2‧‧‧ See-through transparent protective film

3‧‧‧ polarizing element

4‧‧‧Transparent protective film on liquid crystal cell side

5‧‧‧ Adhesive layer

6‧‧‧ transparent conductive layer

7‧‧‧ transparent substrate

8‧‧‧ LCD layer

9‧‧‧ transparent substrate

10‧‧‧ Adhesive layer

11‧‧‧Transparent protective film on liquid crystal cell side

12‧‧‧ polarizing element

13‧‧‧Transparent protective film on the light source side

FIG. 1 is a cross-sectional view schematically showing an embodiment of a liquid crystal panel as one of the image display panels that can be used in the present invention.

Claims (7)

A polarizing film with an adhesive layer, which is characterized in that it is an adhesive layer and a polarizing film.
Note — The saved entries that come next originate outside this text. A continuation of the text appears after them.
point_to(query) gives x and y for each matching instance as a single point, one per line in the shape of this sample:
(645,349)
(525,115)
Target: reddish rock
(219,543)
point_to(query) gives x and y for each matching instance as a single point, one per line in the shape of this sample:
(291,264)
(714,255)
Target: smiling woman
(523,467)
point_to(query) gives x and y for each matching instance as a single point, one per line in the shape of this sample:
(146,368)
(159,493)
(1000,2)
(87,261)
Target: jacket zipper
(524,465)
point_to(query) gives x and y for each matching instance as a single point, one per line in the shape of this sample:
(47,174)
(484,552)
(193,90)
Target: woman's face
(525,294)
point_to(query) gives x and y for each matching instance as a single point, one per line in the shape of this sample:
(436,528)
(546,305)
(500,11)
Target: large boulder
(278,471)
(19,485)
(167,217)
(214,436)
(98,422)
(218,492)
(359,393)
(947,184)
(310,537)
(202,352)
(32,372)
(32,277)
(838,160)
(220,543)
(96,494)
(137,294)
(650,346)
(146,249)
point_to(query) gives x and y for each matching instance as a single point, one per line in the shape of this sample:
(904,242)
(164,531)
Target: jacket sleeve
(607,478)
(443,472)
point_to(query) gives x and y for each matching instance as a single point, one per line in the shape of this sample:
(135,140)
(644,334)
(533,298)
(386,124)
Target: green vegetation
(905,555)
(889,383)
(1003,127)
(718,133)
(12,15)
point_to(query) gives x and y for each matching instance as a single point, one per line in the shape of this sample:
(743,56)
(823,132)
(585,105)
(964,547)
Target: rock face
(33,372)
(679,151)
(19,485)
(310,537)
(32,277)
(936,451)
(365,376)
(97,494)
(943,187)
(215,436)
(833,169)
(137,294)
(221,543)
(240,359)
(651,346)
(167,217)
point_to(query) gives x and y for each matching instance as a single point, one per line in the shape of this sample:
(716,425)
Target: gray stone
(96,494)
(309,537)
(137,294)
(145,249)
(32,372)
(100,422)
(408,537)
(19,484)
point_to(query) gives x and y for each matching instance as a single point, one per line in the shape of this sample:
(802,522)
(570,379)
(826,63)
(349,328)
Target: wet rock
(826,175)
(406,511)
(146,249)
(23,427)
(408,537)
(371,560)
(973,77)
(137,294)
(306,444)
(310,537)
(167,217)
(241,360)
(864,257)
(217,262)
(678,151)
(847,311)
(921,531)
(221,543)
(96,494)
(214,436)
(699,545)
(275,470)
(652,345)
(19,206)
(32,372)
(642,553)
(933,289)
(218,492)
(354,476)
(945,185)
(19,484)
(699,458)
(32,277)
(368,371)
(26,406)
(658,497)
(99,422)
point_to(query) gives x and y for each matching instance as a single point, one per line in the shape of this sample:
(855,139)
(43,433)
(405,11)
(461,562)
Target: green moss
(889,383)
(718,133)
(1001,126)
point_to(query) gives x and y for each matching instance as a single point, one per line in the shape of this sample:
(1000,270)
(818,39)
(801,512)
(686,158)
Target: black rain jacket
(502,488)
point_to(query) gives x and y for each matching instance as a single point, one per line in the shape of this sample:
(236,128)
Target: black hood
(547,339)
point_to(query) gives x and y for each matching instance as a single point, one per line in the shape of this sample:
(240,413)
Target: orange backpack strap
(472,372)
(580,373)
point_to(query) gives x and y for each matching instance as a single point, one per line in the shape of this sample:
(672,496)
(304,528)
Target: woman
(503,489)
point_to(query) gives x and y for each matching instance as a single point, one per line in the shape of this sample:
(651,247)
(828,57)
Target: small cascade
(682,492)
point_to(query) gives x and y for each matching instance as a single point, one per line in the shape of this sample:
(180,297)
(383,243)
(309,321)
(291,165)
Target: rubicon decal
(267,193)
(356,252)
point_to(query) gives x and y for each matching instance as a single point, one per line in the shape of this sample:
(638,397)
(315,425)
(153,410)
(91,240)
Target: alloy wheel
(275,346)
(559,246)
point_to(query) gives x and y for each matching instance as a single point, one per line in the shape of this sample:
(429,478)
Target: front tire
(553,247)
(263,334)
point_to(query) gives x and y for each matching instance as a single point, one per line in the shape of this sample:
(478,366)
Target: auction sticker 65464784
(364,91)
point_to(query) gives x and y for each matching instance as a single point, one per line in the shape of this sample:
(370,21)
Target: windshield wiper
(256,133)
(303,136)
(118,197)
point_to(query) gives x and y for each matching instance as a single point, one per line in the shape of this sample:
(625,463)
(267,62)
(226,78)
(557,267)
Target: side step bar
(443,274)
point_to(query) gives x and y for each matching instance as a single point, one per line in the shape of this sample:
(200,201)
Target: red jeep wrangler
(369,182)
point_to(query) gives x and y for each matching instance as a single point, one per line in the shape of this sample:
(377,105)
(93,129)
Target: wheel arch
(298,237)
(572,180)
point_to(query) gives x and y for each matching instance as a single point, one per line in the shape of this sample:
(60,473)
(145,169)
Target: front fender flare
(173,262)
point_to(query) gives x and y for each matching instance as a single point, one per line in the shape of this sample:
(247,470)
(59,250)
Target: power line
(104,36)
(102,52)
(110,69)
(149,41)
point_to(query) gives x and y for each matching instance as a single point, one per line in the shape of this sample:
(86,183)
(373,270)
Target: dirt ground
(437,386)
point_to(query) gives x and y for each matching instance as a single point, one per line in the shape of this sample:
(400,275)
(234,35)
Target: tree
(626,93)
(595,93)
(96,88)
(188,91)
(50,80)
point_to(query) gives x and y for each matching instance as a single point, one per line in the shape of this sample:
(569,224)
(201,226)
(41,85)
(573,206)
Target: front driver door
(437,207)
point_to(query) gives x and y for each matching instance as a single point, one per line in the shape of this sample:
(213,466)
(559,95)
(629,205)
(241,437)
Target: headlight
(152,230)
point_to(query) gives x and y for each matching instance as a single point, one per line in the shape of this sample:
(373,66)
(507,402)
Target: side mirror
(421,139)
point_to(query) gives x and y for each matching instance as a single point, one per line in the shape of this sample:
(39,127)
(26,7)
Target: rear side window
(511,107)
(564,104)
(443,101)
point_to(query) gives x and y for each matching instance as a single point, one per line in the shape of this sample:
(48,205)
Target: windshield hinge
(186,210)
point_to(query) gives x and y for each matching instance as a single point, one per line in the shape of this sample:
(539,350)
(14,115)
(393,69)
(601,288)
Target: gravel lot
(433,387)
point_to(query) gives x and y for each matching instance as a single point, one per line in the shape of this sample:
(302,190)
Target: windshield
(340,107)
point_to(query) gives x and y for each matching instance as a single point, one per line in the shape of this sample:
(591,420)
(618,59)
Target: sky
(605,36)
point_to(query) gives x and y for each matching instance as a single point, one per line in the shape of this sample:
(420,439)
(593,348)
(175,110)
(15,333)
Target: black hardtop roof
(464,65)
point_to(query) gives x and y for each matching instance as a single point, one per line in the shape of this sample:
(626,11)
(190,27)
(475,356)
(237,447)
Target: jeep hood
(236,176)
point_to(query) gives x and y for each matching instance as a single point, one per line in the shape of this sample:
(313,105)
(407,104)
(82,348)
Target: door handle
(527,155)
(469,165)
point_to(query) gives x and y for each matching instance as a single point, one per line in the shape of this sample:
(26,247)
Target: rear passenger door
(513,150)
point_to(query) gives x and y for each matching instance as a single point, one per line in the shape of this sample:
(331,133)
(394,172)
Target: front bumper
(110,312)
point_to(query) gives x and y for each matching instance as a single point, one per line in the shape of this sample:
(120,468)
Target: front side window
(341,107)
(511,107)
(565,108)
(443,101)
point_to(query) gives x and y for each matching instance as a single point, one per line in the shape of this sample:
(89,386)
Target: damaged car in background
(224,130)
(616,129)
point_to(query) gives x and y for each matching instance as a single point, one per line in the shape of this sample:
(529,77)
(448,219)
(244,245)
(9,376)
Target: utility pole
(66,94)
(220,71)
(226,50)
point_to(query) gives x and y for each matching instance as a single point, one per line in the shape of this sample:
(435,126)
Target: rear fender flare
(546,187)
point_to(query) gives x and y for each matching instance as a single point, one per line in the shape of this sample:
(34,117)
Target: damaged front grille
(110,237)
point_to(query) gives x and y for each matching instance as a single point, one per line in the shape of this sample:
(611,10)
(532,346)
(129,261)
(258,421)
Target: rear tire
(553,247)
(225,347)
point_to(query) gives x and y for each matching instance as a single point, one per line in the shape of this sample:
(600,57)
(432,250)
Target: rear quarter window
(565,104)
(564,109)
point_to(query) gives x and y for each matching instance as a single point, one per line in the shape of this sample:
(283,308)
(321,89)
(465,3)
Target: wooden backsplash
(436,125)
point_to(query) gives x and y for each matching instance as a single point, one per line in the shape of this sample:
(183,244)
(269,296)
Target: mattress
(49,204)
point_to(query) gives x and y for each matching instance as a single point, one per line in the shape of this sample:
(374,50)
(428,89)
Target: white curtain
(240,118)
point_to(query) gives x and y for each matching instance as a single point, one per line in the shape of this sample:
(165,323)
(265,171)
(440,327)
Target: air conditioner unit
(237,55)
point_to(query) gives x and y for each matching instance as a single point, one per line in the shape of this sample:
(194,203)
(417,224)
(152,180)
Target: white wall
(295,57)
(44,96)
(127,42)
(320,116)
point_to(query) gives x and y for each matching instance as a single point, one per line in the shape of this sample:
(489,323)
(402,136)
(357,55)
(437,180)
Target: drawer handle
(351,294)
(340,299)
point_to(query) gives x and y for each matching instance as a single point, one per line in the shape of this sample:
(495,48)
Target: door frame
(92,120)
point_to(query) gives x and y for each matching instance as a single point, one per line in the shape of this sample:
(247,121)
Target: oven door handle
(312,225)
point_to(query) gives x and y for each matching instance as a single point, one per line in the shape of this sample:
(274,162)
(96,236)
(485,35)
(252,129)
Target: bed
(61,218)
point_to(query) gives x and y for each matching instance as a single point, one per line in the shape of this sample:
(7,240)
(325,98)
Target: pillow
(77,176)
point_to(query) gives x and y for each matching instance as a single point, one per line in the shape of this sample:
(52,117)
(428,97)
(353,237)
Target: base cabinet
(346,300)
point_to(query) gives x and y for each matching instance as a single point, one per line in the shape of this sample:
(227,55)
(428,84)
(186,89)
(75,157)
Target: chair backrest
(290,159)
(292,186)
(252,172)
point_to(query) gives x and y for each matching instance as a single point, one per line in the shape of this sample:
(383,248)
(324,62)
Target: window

The adhesive layer is adhered to the transparent conductive substrate with a transparent conductive layer on the transparent substrate. The adhesive composition for forming the adhesive layer includes a (meth) acrylic polymer and a thiol group-containing silane coupling agent. For example, the polarizing film with an adhesive layer in claim 1, wherein the thiol group-containing silane coupling agent is an oligomer-type thiol group-containing silane coupling agent. For example, the polarizing film with an adhesive layer in claim 1, wherein the thiol group-containing silane coupling agent has two or more alkoxysilyl groups in the molecule. For example, the polarizing film with an adhesive layer in claim 1, wherein the blending amount of the thiol group-containing silane coupling agent is 0.01 to 3 parts by weight relative to 100 parts by weight of the (meth) acrylic polymer. The polarizing film with an adhesive layer according to any one of claims 1 to 4, wherein the thiol group equivalent of the thiol group-containing silane coupling agent is 700 g / mol or less. An image display panel, comprising: a polarizing film with an adhesive layer according to any one of claims 1 to 5; and a transparent conductive substrate having a transparent conductive layer on a transparent substrate, and the above adhesive The adhesive layer of the polarizing film of the agent layer is bonded to the transparent conductive layer of the image display panel. An image display device is characterized by having an image display panel as claimed in claim 6.